Emerson and I were hugging, and Adam and Taylor were throwing fabric swatches in the air, when Kyle walked through the door. He put an arm around each of us and hugged us. “I don’t like my Murphy girls to be sad,” he said.
I wiped my eyes and nose and said, “You always make us feel better.”
“Because I’m Super Coffee Man?” Kyle asked, hands on his hips, chest puffed out.
That, of course, made us laugh, and order was restored to the world.
Kyle smiled. “My work here is done. Now I’m off to the church to get set up. Grammy wouldn’t want her mourners drinking Folgers.”
Everyone we knew and loved in this town was working on this funeral like they didn’t have a care in the world, save making my grandmother’s final celebration amazing. I sat back down, handed AJ an old wallpaper book and a pair of scissors, and said, “Can you cut some shapes out for Mommy?”
He smiled enthusiastically. “Sure, Mommy. I’ll cut you circles.”
Then I pushed a huge pile of fabric Taylor’s way and said, “Find all the red and p
ut it in a pile for Mommy.”
This would buy me at least ten minutes—and be educational—while I put the finishing touches on this piece.
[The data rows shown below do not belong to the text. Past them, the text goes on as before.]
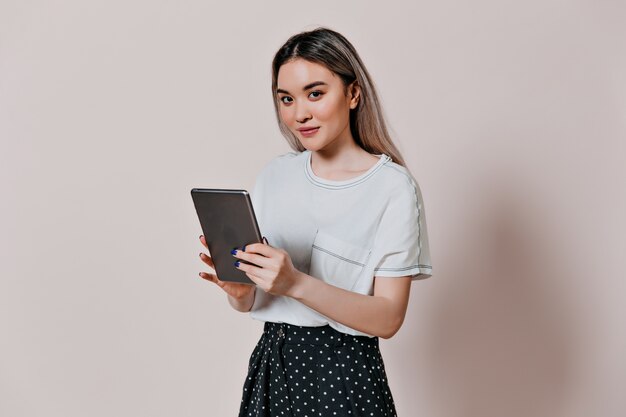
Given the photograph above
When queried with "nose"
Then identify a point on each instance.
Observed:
(302, 113)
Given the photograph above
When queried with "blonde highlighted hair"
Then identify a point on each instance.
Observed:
(329, 48)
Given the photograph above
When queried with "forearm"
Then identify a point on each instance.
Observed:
(244, 304)
(373, 315)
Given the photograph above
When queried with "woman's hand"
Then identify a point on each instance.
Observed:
(234, 289)
(275, 272)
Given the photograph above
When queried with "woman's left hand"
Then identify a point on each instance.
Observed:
(275, 272)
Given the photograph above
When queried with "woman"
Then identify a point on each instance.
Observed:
(348, 232)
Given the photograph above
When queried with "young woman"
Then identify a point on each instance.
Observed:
(347, 228)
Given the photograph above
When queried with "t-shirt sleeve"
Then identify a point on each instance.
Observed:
(401, 244)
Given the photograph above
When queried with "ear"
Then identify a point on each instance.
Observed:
(355, 91)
Instead of resuming my painting, though, I found myself staring at my boys. I thought about Grammy and Adam. They didn’t get to sit here and marvel at these perfect babies. So I put my brushes down and said, “Never mind, kiddos. Let’s go play.”
“Yay!” AJ said.
Taylor clapped his hands together. “Play, play, play!”
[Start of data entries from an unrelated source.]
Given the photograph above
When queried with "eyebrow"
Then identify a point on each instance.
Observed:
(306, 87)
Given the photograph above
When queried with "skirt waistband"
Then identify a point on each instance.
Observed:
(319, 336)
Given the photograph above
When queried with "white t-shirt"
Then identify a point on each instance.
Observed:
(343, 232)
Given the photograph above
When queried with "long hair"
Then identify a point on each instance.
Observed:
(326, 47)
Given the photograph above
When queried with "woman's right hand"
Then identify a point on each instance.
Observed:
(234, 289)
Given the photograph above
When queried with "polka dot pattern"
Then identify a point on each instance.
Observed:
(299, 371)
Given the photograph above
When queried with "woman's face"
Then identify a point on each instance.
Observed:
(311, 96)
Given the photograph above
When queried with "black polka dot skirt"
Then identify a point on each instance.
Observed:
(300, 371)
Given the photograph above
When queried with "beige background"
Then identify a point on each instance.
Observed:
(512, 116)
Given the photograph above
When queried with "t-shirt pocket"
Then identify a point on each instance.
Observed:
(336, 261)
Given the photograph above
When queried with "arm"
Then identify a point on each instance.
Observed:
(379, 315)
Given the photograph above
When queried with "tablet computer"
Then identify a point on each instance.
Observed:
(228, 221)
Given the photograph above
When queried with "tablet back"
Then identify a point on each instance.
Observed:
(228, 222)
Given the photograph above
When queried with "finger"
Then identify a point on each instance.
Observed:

Like Kyle a few minutes earlier, for a second, I felt like Supermom, like I could raise these kids and have this job and handle anything else that came my way. I’m not sure if it was true. But, either way, it was the best feeling I’d had in quite some time.
THIRTY
eternity
ansley
I don’t remember my mother’s funeral. I’m told it was beautiful, and I know that was true because I checked the flowers before I took enough of Caroline’s in-case-of-plane-flight Valium to get through the church and the handshaking and the stories about my mother with some sense of composure. Caroline informed me I even made a little joke. The mayor had had the hots for my mom for as long as I could remember, so when things got really rough with my former neighbor Mr. Solomon—like the time he said my grass seed had blown into his yard and was now growing there—Bob always took my side. When Mayor Bob came up, blotting his eyes, and hugged me, I evidently said, “Thank God Mr. Solomon went first.” I was funny.
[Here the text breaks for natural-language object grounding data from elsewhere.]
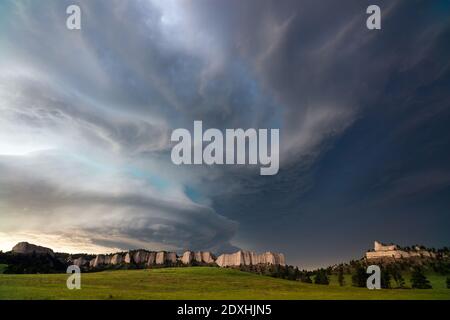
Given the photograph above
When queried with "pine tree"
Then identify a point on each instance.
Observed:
(341, 279)
(321, 277)
(385, 279)
(304, 277)
(359, 277)
(418, 280)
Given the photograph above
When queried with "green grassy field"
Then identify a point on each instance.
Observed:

My memory kicks in—hazily, more like I’m watching it all play out on video than actually living it—after the funeral, about the time I put on yoga pants and a sweatshirt. It was 75 degrees, but I wanted to feel cozy. I remember my brother Scott knocking on my door. I remember crying on his shoulder and begging him to come home in one piece. I remember John telling me he knew the spreading of our mother’s ashes was something he didn’t deserve. I remember telling him lightly that I agreed. He laughed, but we both knew I meant it wholeheartedly. And then I said, “You should come, John.”